Add sanitization to parseFilename function #215

ozcodex · 2019-09-18T18:59:09Z

When a form is sent with a file whose name contains special characters, this name is not encoded, the match function is not able to resolve the header value and returns null, causing the file not to be interpreted correctly. By removing the special characters (sanitize the value) the function continues to work correctly.

ozcodex · 2019-09-18T19:09:26Z

This also can be solved encoding the filename before runing the match function instead of removing the special characters.

dougwilson

Thank you for your contribution!

I'm not sure I understand what you're saying is an issue here. Ideally this module is presenting you with the actual file name as specified by the client. Stripping characters the client supplied is not a typical design goal. Maybe it would help if you can explain what the issue is that you are encountering is and maybe an example of the issue we can run and see?

The PR itself would at minimum need at least one test to validate the behavior to land, of course. But I am just noting this, because I still don't understand the motivation of the change, as on the surface it seems incorrect, so probably start with the explanation of the issue you are having and code to demonstrate the issue to help drive the next step.

ozcodex · 2019-09-18T19:54:32Z

Yep, of course, here is a brief explanation:

I have a file, the name of this file contains a unicode character (in this case U+2028)
I have a form, this form is sent by POST using "multipart/form-data" to a backend in express.
When i send a regular file, the middleware puts my file in req.files and everything works well.
When i send my file with the unicode char, the middleware puts the content of the file (binary) as a input field in req.body

I was tracing the bug for at least 1 week, and discover this is what I discover:

The function onParseHeadersEnd (index.js:489) do a comparison against the property "filename" of the object self.destStream to determine if the current data is a file or a field.
The reason why the filename is null even if the file have a name is because the method match in the function parseFilename (index:771) is returning null
I tryed the regular expression outside (regex101.com), and recognize the filename in the header even with the special character, so the problem is not with the regular expression.
I tryed to sanitize (removing special characters) from the header before parse the file name and everyting worked as expected.
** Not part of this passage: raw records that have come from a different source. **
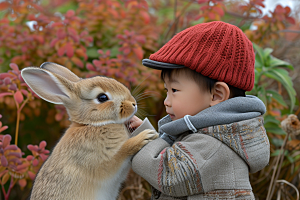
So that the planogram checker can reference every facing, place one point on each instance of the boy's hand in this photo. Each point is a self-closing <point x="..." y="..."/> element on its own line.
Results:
<point x="134" y="122"/>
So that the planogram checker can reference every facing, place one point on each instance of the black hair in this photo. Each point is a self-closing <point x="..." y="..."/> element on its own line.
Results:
<point x="204" y="82"/>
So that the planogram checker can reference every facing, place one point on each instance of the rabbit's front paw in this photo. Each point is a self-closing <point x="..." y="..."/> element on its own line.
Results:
<point x="148" y="135"/>
<point x="134" y="144"/>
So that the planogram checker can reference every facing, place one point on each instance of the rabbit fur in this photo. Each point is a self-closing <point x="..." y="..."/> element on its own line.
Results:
<point x="92" y="158"/>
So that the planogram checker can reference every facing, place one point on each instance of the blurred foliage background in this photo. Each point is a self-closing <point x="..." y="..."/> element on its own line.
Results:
<point x="110" y="38"/>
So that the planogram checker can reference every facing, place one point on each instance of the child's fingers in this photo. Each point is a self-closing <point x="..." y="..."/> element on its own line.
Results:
<point x="135" y="122"/>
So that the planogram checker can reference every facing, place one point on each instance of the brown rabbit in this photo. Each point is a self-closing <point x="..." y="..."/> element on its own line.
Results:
<point x="92" y="158"/>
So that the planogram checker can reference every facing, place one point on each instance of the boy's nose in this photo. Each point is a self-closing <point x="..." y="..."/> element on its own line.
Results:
<point x="167" y="102"/>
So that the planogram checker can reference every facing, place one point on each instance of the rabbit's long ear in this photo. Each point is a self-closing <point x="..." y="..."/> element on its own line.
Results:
<point x="47" y="85"/>
<point x="61" y="70"/>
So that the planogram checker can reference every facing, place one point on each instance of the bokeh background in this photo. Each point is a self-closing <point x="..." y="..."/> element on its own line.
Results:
<point x="110" y="38"/>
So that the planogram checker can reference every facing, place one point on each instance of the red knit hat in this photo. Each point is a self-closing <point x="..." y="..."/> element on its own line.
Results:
<point x="216" y="49"/>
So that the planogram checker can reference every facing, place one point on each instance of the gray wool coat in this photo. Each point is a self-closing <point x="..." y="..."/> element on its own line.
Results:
<point x="198" y="158"/>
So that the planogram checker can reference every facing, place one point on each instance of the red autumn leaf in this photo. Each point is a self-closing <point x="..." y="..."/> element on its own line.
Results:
<point x="32" y="148"/>
<point x="14" y="67"/>
<point x="81" y="53"/>
<point x="35" y="162"/>
<point x="97" y="63"/>
<point x="6" y="140"/>
<point x="138" y="52"/>
<point x="23" y="166"/>
<point x="4" y="5"/>
<point x="3" y="128"/>
<point x="61" y="51"/>
<point x="219" y="10"/>
<point x="70" y="13"/>
<point x="29" y="158"/>
<point x="72" y="31"/>
<point x="18" y="96"/>
<point x="77" y="62"/>
<point x="11" y="147"/>
<point x="43" y="144"/>
<point x="146" y="16"/>
<point x="44" y="157"/>
<point x="53" y="42"/>
<point x="91" y="67"/>
<point x="61" y="34"/>
<point x="4" y="161"/>
<point x="5" y="178"/>
<point x="22" y="183"/>
<point x="205" y="7"/>
<point x="291" y="20"/>
<point x="5" y="94"/>
<point x="70" y="50"/>
<point x="211" y="15"/>
<point x="25" y="92"/>
<point x="31" y="175"/>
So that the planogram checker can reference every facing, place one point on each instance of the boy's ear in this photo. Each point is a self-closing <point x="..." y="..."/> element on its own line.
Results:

for that reason i send this PR 😄

dougwilson · 2019-09-18T19:59:29Z

Gotcha, thanks for the explanation. Wouldn't this pull request then no longer have the U+2028 character in the file name? I am assuming that due to the change stripping bytes from the input. I would think we would what to preserve the actual filename and just fix the parsing rather than discard those characters.

ozcodex · 2019-09-18T20:06:54Z

ok, i will play a bit with that idea, and I'll share what happens to you

The 'u' flag indicate to regex to match unicode characters. The 's' flag allows .* (dot-star) regex to match line-breaker characters, like U+2028 or other special characters, allowing the regular expression to work with it.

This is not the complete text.